J'adore comment le réalisateur oppose le luxe feutré de la voiture au dénuement de la maison ouvrière. D'un côté, un homme puissant qui joue avec un talisman, de l'autre, une famille qui se déchire pour des raisons triviales. L'HISTOIRE D'UN CHEF IDIOT tisse habilement ces deux fils narratifs pour créer un suspense insoutenable sur leur lien.
Le jeune homme en chemise rayée est déchirant. On voit dans ses yeux qu'il aime son fils, mais qu'il est dépassé par la situation. Quand il tombe à genoux, implorant qu'on ne lui prenne pas l'enfant, le cœur se serre. L'HISTOIRE D'UN CHEF IDIOT réussit à rendre ce personnage attachant malgré ses erreurs, c'est tout l'art du scénario.
Cette petite cuillère en or... Quel est son secret ? Le vieil homme la regarde avec une telle nostalgie. Est-ce un souvenir d'enfance ? Un héritage volé ? L'HISTOIRE D'UN CHEF IDIOT plante ici une graine de mystère qui donne envie de voir la suite immédiatement. La photographie sur l'objet est sublime, on devine sa valeur sentimentale.

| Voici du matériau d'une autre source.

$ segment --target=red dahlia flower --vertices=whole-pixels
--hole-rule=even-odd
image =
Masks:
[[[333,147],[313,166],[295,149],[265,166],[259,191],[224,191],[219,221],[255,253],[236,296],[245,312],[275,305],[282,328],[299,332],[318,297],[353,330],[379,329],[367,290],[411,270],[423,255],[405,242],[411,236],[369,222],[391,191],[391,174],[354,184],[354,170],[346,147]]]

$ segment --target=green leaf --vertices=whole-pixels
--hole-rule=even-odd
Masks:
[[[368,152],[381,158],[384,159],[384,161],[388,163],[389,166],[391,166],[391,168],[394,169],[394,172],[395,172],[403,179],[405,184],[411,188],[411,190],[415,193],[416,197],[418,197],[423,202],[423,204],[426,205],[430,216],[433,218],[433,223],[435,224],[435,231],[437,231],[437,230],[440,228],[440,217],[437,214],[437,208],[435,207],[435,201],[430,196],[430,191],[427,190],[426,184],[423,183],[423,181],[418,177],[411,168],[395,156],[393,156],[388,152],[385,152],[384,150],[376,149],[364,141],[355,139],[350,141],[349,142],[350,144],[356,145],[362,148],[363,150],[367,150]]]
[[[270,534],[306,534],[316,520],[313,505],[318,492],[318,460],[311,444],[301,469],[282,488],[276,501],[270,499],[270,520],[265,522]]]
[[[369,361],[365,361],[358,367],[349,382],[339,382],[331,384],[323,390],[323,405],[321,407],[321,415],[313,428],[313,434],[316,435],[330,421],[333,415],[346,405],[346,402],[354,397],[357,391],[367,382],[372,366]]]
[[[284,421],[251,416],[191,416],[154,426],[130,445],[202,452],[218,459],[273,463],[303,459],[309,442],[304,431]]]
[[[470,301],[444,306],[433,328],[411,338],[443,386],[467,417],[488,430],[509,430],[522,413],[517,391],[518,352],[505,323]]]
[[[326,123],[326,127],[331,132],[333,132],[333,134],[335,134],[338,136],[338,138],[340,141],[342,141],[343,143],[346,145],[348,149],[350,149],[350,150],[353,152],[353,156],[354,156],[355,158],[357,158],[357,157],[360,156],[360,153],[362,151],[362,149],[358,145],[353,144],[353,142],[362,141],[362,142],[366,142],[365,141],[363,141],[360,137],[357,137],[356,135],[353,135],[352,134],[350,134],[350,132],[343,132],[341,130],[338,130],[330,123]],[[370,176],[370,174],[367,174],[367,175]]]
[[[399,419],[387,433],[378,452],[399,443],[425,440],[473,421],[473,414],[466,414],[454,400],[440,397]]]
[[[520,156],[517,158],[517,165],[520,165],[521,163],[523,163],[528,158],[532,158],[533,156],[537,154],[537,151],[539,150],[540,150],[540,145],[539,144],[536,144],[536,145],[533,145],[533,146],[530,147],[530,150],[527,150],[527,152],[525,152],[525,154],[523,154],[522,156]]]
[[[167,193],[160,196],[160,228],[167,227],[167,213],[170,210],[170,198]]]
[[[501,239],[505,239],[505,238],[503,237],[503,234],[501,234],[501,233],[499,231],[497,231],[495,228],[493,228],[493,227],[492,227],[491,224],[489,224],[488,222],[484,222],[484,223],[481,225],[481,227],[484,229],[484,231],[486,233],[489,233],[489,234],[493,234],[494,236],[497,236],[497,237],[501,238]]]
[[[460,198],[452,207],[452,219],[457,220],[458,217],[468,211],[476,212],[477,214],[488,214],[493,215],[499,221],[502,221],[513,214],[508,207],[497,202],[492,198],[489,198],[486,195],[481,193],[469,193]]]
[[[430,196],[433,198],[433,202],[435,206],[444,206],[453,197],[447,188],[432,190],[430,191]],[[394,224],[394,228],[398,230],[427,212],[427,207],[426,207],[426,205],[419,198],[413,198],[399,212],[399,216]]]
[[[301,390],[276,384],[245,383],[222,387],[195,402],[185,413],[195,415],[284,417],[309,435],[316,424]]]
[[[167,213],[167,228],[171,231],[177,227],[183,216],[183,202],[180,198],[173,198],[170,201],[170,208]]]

La scène finale sur les marches en pierre est visuellement forte. Le jeune homme, humilié, se tient courbé face à l'homme plus âgé. C'est une image puissante de la hiérarchie sociale et de la soumission. L'HISTOIRE D'UN CHEF IDIOT utilise ce décor urbain pour symboliser l'impasse dans laquelle se trouve le protagoniste. Magnifique mise en scène.